Anna learns the disciplines of faith and of self-denial, and to savour the rigour of scholarship and the acclaim which follows public success. She also encounters jealousy and vindictiveness— memorably so in the person of Mother Mary Andrew—and crushing tragedy in the death of her adored brother, Charlie. Most brilliantly of all, her emerging womanhood and understanding are mirrored delicately in the parallel development of the extraordinary Headmistress, Mother Marie-Helene. Kate O’Brien’s exceptional novel refuses to allow the reader to wallow in sentimentality, and demands instead a harder-edged understanding of what it means to walk in faith and to receive grace.

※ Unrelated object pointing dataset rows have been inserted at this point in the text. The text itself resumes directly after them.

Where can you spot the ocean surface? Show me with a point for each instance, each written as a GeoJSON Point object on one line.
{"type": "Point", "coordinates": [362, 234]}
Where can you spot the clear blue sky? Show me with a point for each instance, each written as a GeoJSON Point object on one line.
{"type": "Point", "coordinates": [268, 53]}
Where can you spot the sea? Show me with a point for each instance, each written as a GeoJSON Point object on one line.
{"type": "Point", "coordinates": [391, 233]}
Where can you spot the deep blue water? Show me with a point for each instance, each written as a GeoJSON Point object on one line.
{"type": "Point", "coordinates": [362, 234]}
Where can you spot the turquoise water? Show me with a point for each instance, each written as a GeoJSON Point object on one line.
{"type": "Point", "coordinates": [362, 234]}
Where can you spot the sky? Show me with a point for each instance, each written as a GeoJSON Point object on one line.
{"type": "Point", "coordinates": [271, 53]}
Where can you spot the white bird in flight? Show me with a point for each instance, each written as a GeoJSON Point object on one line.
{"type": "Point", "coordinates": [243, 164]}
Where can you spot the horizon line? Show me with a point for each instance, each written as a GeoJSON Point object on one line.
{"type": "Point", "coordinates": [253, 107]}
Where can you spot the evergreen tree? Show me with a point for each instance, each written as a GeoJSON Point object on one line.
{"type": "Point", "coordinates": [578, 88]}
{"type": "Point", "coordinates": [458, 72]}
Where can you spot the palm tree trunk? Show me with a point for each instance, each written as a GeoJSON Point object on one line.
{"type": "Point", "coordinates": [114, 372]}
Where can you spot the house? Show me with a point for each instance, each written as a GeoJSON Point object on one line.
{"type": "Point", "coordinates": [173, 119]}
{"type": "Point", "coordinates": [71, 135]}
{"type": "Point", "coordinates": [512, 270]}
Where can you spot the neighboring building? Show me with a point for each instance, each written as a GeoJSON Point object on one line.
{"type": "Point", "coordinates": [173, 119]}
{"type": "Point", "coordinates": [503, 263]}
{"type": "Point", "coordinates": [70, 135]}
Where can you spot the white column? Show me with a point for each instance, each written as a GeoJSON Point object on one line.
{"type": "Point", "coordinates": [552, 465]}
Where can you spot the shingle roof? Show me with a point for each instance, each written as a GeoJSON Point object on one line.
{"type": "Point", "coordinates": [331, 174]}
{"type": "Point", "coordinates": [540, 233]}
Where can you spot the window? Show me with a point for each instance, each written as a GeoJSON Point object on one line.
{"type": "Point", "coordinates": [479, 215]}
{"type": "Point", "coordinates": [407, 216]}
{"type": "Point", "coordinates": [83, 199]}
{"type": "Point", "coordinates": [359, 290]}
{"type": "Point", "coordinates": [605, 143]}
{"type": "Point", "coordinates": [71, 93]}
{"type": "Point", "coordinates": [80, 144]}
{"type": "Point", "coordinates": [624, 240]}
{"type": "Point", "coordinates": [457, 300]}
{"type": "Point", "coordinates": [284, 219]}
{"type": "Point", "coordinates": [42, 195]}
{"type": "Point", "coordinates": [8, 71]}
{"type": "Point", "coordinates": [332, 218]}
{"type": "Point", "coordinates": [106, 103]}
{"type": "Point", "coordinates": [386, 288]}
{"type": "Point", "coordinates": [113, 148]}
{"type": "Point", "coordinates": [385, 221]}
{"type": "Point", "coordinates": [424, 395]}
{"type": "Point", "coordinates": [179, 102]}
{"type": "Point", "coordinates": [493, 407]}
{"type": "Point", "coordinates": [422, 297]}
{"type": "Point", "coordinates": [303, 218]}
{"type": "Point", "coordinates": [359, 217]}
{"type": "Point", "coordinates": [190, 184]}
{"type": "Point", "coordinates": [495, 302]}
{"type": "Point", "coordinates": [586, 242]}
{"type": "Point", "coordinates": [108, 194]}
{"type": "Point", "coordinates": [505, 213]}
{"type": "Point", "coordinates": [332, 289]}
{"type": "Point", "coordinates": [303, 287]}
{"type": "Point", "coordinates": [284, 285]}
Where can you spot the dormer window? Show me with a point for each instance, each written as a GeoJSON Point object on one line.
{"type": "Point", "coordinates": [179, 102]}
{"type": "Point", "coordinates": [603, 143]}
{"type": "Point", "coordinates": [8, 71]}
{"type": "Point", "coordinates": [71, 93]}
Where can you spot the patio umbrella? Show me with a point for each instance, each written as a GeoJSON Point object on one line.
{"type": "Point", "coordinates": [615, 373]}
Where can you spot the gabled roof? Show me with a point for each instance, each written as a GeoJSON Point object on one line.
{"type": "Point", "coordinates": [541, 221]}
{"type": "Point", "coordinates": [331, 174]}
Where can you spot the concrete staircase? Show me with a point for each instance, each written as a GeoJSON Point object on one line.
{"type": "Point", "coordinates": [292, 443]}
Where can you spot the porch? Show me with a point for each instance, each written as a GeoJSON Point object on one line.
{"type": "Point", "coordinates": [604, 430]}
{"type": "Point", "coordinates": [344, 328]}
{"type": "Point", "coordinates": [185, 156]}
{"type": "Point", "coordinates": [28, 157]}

The House of Elrig by Gavin Maxwell
Gavin Maxwell is chiefly famous for Ring of Bright Water, his book, detailing his life of otters. The House of Elrig is an account of his young life in rural Northumberland. His father, who had been killed in 1914, had been a landowner and his mother was a daughter of the Duke of Northumberland.
The book is an exquisitely written trawl through the author’s schooldays. Memorable cameos are drawn of his prep school Headmaster, the superbly-named H Frampton Stallard, who believes that every young man should be a scout “for England’s sake, and for Christ’s sake”. In those cases where scouting fails to effect the necessary character-building, the same Stallard is prepared to use a No 4 cricket bat instead. There is also a genius pen portrait of J F Roxburgh, the charismatic founding of Headmaster of Stowe, a man who believes in using 15 words where one would so: “Moribund Maxwell, I find this room chilly or frigid. It is not, in other words, within the comfort zone of the Fahrenheit scale. Will you rise, stand, or become otherwise vertical, and close this window, orifice, or aperture so that it is closed, sealed or hermetic?”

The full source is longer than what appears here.